Dried radish seed pods
I let the radish growth die naturally and dry outside to a nice tan color. I picked off the stems with the seed pods and had what you see above.

Green pod has turned light brown
Just like a pea or a bean, each dry pod contains a few radish seeds. Let’s open one up, shall we?

Hooray, seeds!
I expect the nice round ones are probably more viable than the flat wrinkled ones, since the ones I originally planted were all nice and round.
The verdict is that, yes, I can save radish seeds. And until I absolutely need to, I won’t. It’s a lot of extra work to get these seeds from a plant that would otherwise be picked in 25 or 30 days. I’ll consider it knowledge tucked away for a rainy day.
…is so easy a caveman could do it.
Actually it usually just DOES itself. If left unattended, strawberry plants will send off runners which will root near the parent plant and become self sufficient, removable, separate strawberry plants.
However, we are planning on moving our strawberries this fall to a different place in the yard, so I’m going to try to keep things orderly in the strawberry bed until then.
I don’t see any reason to waste perfectly good potential plants, so instead of cutting off the runners, I’m rooting them in containers.

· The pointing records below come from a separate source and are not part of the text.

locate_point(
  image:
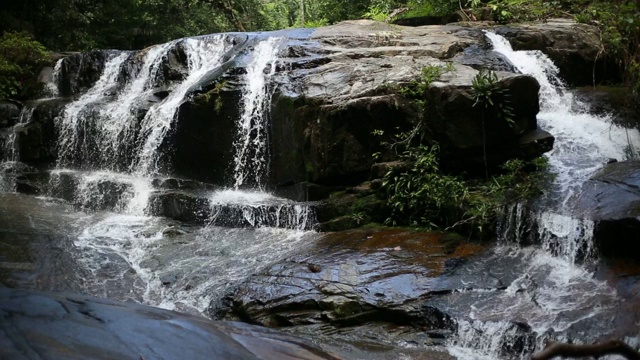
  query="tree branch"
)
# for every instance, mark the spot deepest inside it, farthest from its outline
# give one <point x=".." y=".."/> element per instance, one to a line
<point x="611" y="347"/>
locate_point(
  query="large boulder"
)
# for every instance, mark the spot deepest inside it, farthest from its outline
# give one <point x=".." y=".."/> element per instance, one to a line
<point x="36" y="139"/>
<point x="52" y="326"/>
<point x="325" y="125"/>
<point x="611" y="198"/>
<point x="575" y="48"/>
<point x="354" y="278"/>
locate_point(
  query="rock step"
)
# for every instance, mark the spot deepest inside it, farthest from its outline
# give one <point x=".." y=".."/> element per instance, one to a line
<point x="67" y="326"/>
<point x="184" y="200"/>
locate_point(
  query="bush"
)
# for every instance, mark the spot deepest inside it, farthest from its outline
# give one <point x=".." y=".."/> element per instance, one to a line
<point x="21" y="58"/>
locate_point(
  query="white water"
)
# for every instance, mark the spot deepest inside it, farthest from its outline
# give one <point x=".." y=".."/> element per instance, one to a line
<point x="257" y="210"/>
<point x="251" y="158"/>
<point x="182" y="272"/>
<point x="552" y="293"/>
<point x="584" y="143"/>
<point x="115" y="132"/>
<point x="51" y="89"/>
<point x="203" y="55"/>
<point x="73" y="124"/>
<point x="154" y="260"/>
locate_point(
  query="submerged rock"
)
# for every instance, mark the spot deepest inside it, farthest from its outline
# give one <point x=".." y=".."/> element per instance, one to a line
<point x="575" y="48"/>
<point x="354" y="278"/>
<point x="52" y="326"/>
<point x="611" y="198"/>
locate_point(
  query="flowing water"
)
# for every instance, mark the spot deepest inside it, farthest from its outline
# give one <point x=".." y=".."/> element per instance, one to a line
<point x="108" y="155"/>
<point x="251" y="158"/>
<point x="555" y="291"/>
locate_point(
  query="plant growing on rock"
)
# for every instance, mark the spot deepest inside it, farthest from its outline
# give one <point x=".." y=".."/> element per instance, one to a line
<point x="492" y="99"/>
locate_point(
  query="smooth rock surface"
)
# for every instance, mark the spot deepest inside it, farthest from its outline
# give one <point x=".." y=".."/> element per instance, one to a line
<point x="37" y="325"/>
<point x="611" y="198"/>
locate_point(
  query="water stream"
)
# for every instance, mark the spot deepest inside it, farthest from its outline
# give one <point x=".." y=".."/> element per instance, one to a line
<point x="111" y="150"/>
<point x="555" y="291"/>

Rooting strawberry runners in a pot
The sticks are just helping to hold the vine in place until the roots grow.

Strawberry propagation. Ugg.

Pole Bean Teepee Hideaway
Right before we went on vacation, we started a project that will be fun for the boys if it works out as planned. We tied some poles together, laced them up with twine, and dug out a trench from our yard around the base of the thing.

Pole beans growing
We planted pole bean seeds in the little trench. The intention is that the pole beans will climb the tepee and completely cover it, making a little tent for the boys to not only play in, but also snack in, straight from the garden!

View from the back
Here are a few pictures of my developing tomatoes. Unfortunately, two of the three featured in this post are hybrids. I’m going to actively move away from the hybrids in the next few years. That’s the main reason why I am growing so many different tomatoes (18 types this year)… I want to find an heirloom variety that grows well for me in my own back yard. With heirloom tomatoes, I can save seeds each year and avoid relying on a store to sell me more.
As you can see from the pictures below, they have had no lack of water yet this year.

Beefmaster green tomato. Hybrid.

Big Mama. Hybrid paste tomato

Cabin. Rare heirloom tomato. Leaves somewhat potato-like.